Türkiye’de kalp nakilleri büyük oranda azaldı

Korona virüsü salgını müddetince Türkiye’deki kalp nakli oranında evvelki yıllara düşüş yaşandı. Ülkede hala kalp nakli olmayı bekleyen 1293 hasta bulunuyor. Hastalar ve aileleri, bu süreçte beyin vefatı gerçekleşen hastaların yakınları tarafından organlarının bağışlanmasını bekliyor.

2018’de 91, 2019’da 84 kalp naklinin yapıldığı Türkiye’de, salgının yayılmaya başladığı 2020 yılında yüzde 75 düşüş yaşandı ve nakil sayısı 21 oldu. 2021 yılında ise 24 kalp nakli yapıldı.

Kalp nakilleri ise Sıhhat Bakanlığı tarafından akredite edilen 12 kamu ve üniversite hastanesinde gerçekleştiriliyor. Nakiller yalnızca beyin vefatı gerçekleşen hastalardan yapıldığı için bağış konusunda bilinçlenme öne çıkıyor. Kalp nakli bekleyen hastaların birçoğu takılan yapay kalp aygıtlarıyla ömrüne konutta devam ediyor.

‘İLK BAŞARILI KALP NAKLİ AMELİYATI 1989 YILINDA YAPILDI’

İzmir Katip Çelebi Üniversitesi (İKÇÜ) Atatürk Eğitim ve Araştırma Hastanesi Başhekimi ve Kalp Nakli Merkezi Sorumlu Tabibi Prof. Dr. Ali Gürbüz, Türkiye’de birinci kalp nakli ameliyatının 1968 yılında Ankara’da Prof. Dr. Kemal Beyazıt tarafından Yüksek İhtisas Hastanesi’nde yapıldığını, o devirde gerekli ilaçlar bulunmadığı için hastanın vefat ettiğini belirtti.

Türkiye’de birinci başarılı kalp nakli ameliyatının ise 1989 yılında Prof. Dr. Cevat Yakut tarafından Koşuyolu Kalp Hastanesi’nde gerçekleştirildiğini ve kendisinin de o takımda yer aldığını tabir eden Gürbüz, “Daha sonraları ise Türkiye’de merkezler kalp nakli için uygun hale gelmeye başladı. Birçok hasta yapılan nakil ameliyatlarıyla sıhhatine kavuştu” dedi.

Kalp nakli konusundaki programların hastanın hastaneye başvurmasıyla başladığını hatırlatan Gürbüz, kurulun kararının akabinde acil nakil olması gereken hastaların bilgilerini Sıhhat Bakanlığı bünyesinde Ankara’da kurulan Organ Nakli Uyum Merkezi’ne bildirdiklerini aktardı.
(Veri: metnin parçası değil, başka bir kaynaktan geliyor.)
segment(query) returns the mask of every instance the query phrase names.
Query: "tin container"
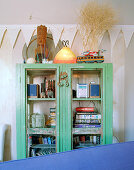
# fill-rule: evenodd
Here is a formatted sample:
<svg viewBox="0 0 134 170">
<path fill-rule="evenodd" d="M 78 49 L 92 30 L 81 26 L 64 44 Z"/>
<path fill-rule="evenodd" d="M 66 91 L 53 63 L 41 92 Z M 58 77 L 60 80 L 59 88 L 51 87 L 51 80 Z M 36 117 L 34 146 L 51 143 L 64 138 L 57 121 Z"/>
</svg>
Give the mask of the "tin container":
<svg viewBox="0 0 134 170">
<path fill-rule="evenodd" d="M 43 128 L 45 125 L 45 117 L 43 114 L 33 113 L 31 116 L 32 128 Z"/>
</svg>

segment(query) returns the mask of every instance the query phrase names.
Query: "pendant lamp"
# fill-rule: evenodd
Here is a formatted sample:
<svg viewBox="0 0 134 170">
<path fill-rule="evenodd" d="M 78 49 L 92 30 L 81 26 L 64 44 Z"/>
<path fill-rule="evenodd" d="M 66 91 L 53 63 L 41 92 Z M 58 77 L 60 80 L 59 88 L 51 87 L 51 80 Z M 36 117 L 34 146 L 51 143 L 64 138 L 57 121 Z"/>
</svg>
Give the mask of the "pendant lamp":
<svg viewBox="0 0 134 170">
<path fill-rule="evenodd" d="M 55 56 L 54 63 L 76 63 L 76 56 L 72 52 L 72 50 L 67 47 L 67 43 L 69 44 L 69 41 L 62 41 L 62 43 L 65 45 Z"/>
</svg>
Nakil yapılacak hastaların sıhhat durumlarına nazaran uyum merkezi tarafından belirlendiğini anlatan Gürbüz, “Merkez, bizim hastanemizde nakil olmayı bekleyen bir hasta için uygun kalp varsa bize bilgi veriyor. O andan itibaren her şey Sıhhat Bakanlığı’nın hoş tertibiyle yürüyor. Bağışın alınacağı yer uzaksa, arkadaşlarımız bakanlığa ilişkin ambulans uçakla gidip organı alıyor, yakın bir kent ise kara yolunu kullanıyoruz. Kalp uygun bir formda alınıp, yola çıkınca biz de nakil bekleyen hastamızın ameliyatını gerçekleştiriyoruz. Kalp nakli ameliyatları 10-12 saat sürüyor. Bu süreçte 15 kişilik bir takım çalışıyor” diye konuştu.

Covid-19 salgını nedeniyle kalp nakillerinin azaldığını lisana getiren Gürbüz, bilhassa de bağış konusunda utangaç davranıldığına dikkati çekti. Prof. Dr. Gürbüz, kelamlarını şöyle tamamladı, “Sağlık Bakanlığı, organ nakli olmayı bekleyen hastalara umut olmak için salgın sürecinde kıymetli çalışmalara imza attı. Salgın sürecinin atlatılması ya da olağanlaşmaya geçilmesi halinde kalp bağışı sayısı artacaktır. Covid-19’a karşın, alınan önlemlerle nakiller devam ediyor. Organ bağışına karar verildiğinde öncelikle Covid-19 testleri yapıyoruz. Nakil ameliyatının akabinde izole odalarda hastayı takip ediyoruz. Hasta yakınlarına da PCR testi uyguluyoruz zira hastalara Covid-19 bulaşma durumunda onları kaybetme oranımız yüksek oluyor.”

Kaynak: Gazeteduvar

Bir yanıt yazın

Your email address will not be published.